Cyber Incident Victim: Ethereum arbitrage trading bot
Date:
Sep 2022
Location:
United States of America
Summary
An MEV bot capitalized on a significant arbitrage opportunity, generating approximately $1 million in profits by exploiting a trader's unfavorable swap on a decentralized exchange. Shortly afterward, the same bot fell victim to a hack due to a vulnerability in its callback mechanism, which allowed an attacker to authorize unauthorized transactions and drain its holdings of 1,101 ETH (valued at roughly $1.41 million at the time). The exploit stemmed from flawed code enabling arbitrary address approvals, resulting in a total loss exceeding the initial gains.

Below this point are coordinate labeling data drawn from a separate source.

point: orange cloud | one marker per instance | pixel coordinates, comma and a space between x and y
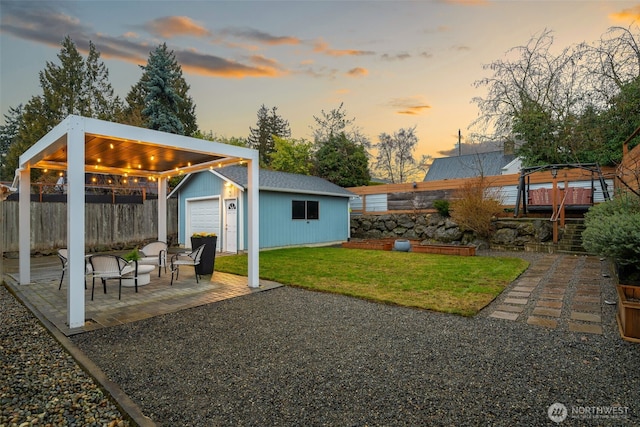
469, 2
172, 26
261, 36
412, 106
357, 72
626, 15
323, 47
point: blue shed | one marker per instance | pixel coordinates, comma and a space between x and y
295, 210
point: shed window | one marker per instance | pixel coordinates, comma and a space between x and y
305, 209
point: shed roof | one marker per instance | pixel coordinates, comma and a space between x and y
468, 165
283, 182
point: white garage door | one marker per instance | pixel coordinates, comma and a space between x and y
202, 216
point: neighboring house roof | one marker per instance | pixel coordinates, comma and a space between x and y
469, 165
280, 182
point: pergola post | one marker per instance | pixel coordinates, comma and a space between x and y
254, 222
75, 216
24, 226
162, 209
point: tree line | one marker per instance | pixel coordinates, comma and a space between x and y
574, 104
160, 100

| CIA Posture | Motives | Tactics, Techniques & Procedures |
|---|---|---|
| Available to members | 1 motive | 1 technique |
| Threat Actors | Type | Location |
|---|---|---|
| 0 actors | Available to members | Available to members |
Description
On September 27, 2022, a maximal extractable value (MEV) bot identified as 0xbadc0de seized a significant arbitrage opportunity involving a trader’s $1.8 million cUSDC sale on Uniswap v2, which resulted in the trader receiving only $500 worth of assets due to an imbalanced liquidity pool. The bot detected this discrepancy and executed a profitable transaction, netting approximately $1 million in gains within minutes. This profit was converted into 1,101 ETH, valued at roughly $1.41 million at the time. Less than an hour after securing these funds, the bot fell victim to an exploit targeting a vulnerability in its callback mechanism. An attacker manipulated the bot into authorizing a malicious transaction that granted arbitrary spending permissions, enabling the immediate drainage of the entire 1,101 ETH balance from the bot’s wallet. Blockchain security firm PeckShield publicly documented the incident, referencing the transaction hash and confirming the loss.

The stolen ETH, worth approximately $1.45 million, was transferred to an external wallet controlled by the attacker. No recovery efforts or victim countermeasures were disclosed in available reports. Over a week following this incident, a separate but similar exploit occurred when a vanity wallet address was compromised and drained of nearly $1 million worth of ETH. In both cases, the attackers routed the stolen funds through Tornado Cash, a cryptocurrency mixing service known for obfuscating transaction trails. The primary exploit highlighted critical flaws in the bot’s authorization logic, particularly its failure to validate callback requests during arbitrage execution. The incident underscored the persistent risks associated with MEV strategies and smart contract vulnerabilities in decentralized finance ecosystems.